Would you like to know the answer to a table tennis question? Chances are we’ve already answered it or something similar. And to help you search through our 8,000+ questions, we’ve built our own search engine. This allows us to highlight video responses and return the results in our own format. Try it out now; Search for an answer and let me know how relevant the results are. Also let me know if the results are returned quickly or slowly.
For the Tech Heads
So how do you build a custom search engine? Well I’m glad you asked. The first step is to create an inverted index. This is like an index in the back of a book. It has a list of words and alongside each word is the list of questions that word appears in. For example, if we had the following 2 sample question titles:
Question 1: Fast Footwork
Question 2: Fast Forehand Topspin
We would build the following index:
Querying the Index and Ranking the Results
Now if someone searches for “forehand”, we can look up forehand in our inverted index and we instantly know that this word is in question 2. Similarly we can see that fast is in questions 1 and 2. In reality, the word you are searching for is going to be found in a lot more than just 1 or 2 questions so we need a way to bring back the most relevant results. This is where ranking comes in to play. To rank the results, we use some basic information. First we count how many times the word appeared in each document. Doing this on it’s own would tend to favour longer documents as more writing gives more chances for the word to occur. For this reason we try to normalise the frequency count over all documents so that length is not a factor.
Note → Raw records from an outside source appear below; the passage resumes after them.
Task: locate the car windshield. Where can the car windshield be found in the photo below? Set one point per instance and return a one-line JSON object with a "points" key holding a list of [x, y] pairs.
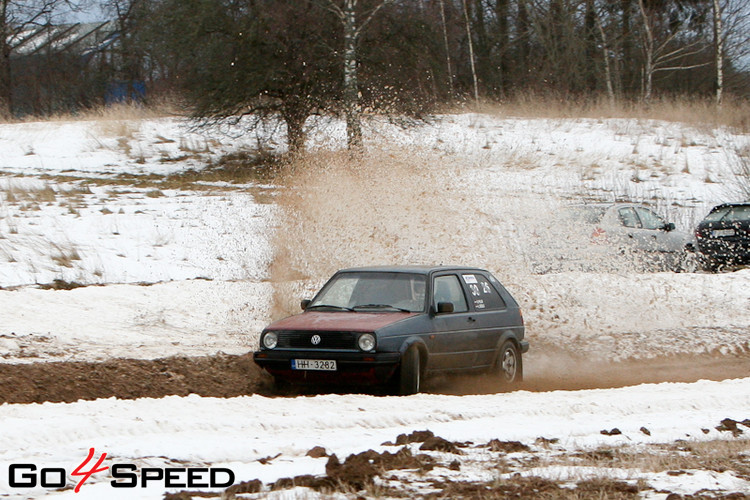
{"points": [[585, 214], [373, 291], [729, 214]]}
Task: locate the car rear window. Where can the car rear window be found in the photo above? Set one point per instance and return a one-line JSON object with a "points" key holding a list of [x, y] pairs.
{"points": [[483, 294], [730, 214], [586, 215], [738, 213], [716, 215]]}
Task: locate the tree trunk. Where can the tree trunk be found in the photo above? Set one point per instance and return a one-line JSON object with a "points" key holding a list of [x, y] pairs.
{"points": [[648, 48], [524, 36], [6, 88], [719, 52], [607, 70], [624, 66], [295, 129], [501, 13], [447, 50], [351, 90]]}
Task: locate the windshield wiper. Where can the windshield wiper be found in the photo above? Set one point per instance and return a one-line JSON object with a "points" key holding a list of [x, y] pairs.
{"points": [[331, 306], [380, 306]]}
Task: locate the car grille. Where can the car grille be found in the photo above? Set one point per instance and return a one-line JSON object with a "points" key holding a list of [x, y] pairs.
{"points": [[328, 340]]}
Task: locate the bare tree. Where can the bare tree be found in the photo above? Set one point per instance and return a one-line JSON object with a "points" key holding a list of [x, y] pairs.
{"points": [[346, 12], [17, 17], [661, 50], [471, 53], [447, 48], [718, 51]]}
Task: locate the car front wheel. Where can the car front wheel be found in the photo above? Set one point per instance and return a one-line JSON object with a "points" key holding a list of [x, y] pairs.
{"points": [[409, 375], [508, 365]]}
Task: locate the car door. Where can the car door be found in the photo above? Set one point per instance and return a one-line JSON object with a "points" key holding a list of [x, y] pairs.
{"points": [[491, 319], [655, 237], [453, 341]]}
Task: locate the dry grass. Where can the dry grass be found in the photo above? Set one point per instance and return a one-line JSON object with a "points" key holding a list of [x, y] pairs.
{"points": [[65, 257], [717, 455], [733, 113], [157, 108]]}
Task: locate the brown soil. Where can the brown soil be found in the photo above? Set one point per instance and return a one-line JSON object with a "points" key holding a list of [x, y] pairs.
{"points": [[218, 376], [228, 376]]}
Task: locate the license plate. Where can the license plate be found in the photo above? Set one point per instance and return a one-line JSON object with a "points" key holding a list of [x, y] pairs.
{"points": [[718, 233], [328, 365]]}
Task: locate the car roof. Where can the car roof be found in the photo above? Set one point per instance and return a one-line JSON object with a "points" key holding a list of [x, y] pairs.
{"points": [[410, 269], [731, 204]]}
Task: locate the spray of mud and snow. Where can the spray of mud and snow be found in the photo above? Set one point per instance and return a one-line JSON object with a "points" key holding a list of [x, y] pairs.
{"points": [[413, 206]]}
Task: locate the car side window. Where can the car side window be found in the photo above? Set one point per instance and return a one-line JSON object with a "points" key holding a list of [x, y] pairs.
{"points": [[739, 213], [649, 219], [483, 294], [448, 289], [628, 217]]}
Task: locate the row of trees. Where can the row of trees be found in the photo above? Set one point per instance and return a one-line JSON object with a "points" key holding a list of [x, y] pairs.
{"points": [[294, 58]]}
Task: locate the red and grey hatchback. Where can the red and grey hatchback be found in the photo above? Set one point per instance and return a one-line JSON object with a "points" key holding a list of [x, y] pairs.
{"points": [[392, 326]]}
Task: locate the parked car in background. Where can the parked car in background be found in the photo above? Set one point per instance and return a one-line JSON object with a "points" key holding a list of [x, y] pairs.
{"points": [[723, 236], [393, 326], [617, 236]]}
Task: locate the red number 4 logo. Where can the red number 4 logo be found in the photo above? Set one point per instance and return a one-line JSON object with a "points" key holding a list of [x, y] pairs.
{"points": [[87, 474]]}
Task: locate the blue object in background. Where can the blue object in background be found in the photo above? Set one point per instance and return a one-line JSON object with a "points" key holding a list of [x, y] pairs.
{"points": [[125, 91]]}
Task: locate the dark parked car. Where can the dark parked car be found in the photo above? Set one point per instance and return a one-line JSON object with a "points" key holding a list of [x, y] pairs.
{"points": [[392, 326], [723, 237], [609, 236]]}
Then we try to see if there are any words which are more helpful in our search. For example, if we search for “penhold service”, the word penhold is a rarer word, and hence any documents with this term should be given extra consideration. If you’re really interested in finding out more information, read up on “term frequency – inverse document frequency“.
Through experimentation, we found that the title of a question was the most important piece of information, followed by the question and answer, and lastly by any comments. Based on this, we assign slightly different scores depending on where the word occurs.
Also, because we think that answers with a video response are more helpful, we bump relevant questions up the results list a little so they are more prominent.
To make the search a bit quicker, we remove extremely common words. For example the word “the”, would appear in nearly every single question. So it doesn’t help us determine which question is more relevant. So we simply ignore these common words when building our index and when searching the index.
Putting all of this together, we grab all the questions that contain the word you searched for (ignoring extremely common words), and then for each question we give it a score based on the frequency of that word in the question, how rare the word is over all questions, and whether this question has a video response. If you search for more than one word, we do the same thing for each word and add up the scores by question. Then we order the questions by the score returning the 20 highest (and hopefully most relevant).
Phrase queries: We’ve structured the inverted index so that the position of each word in a question is recorded. This will give us the ability to do phrase searches in the future. At the moment if you search for “forehand topspin”, the results don’t need to contain the exact phrase with topspin following immediately after forehand. In fact, the results don’t even have to contain both words although due to the ranking function, they probably will.
Search result pagination: At the moment, the top 20 results are displayed. Most search engines display 10 rows, and have previous and next links.
Snippets: When a result is displayed, you see the title of the question and a video icon if the question has a video response. It would be nice if the result showed a snippet of the relevant text from the question.
We’ve currently indexed 1,014,167 words in 8,640 questions. Ball(s) is the most common word (excluding common terms) occurring 20,348 times. Variations on “serve” are also extremely common occuring 12,830 times. Our longest question in words is Your Combination which has 4,860 indexed words. Coming in second place is Apologize for net or edge ball? with 4,255 indexed words.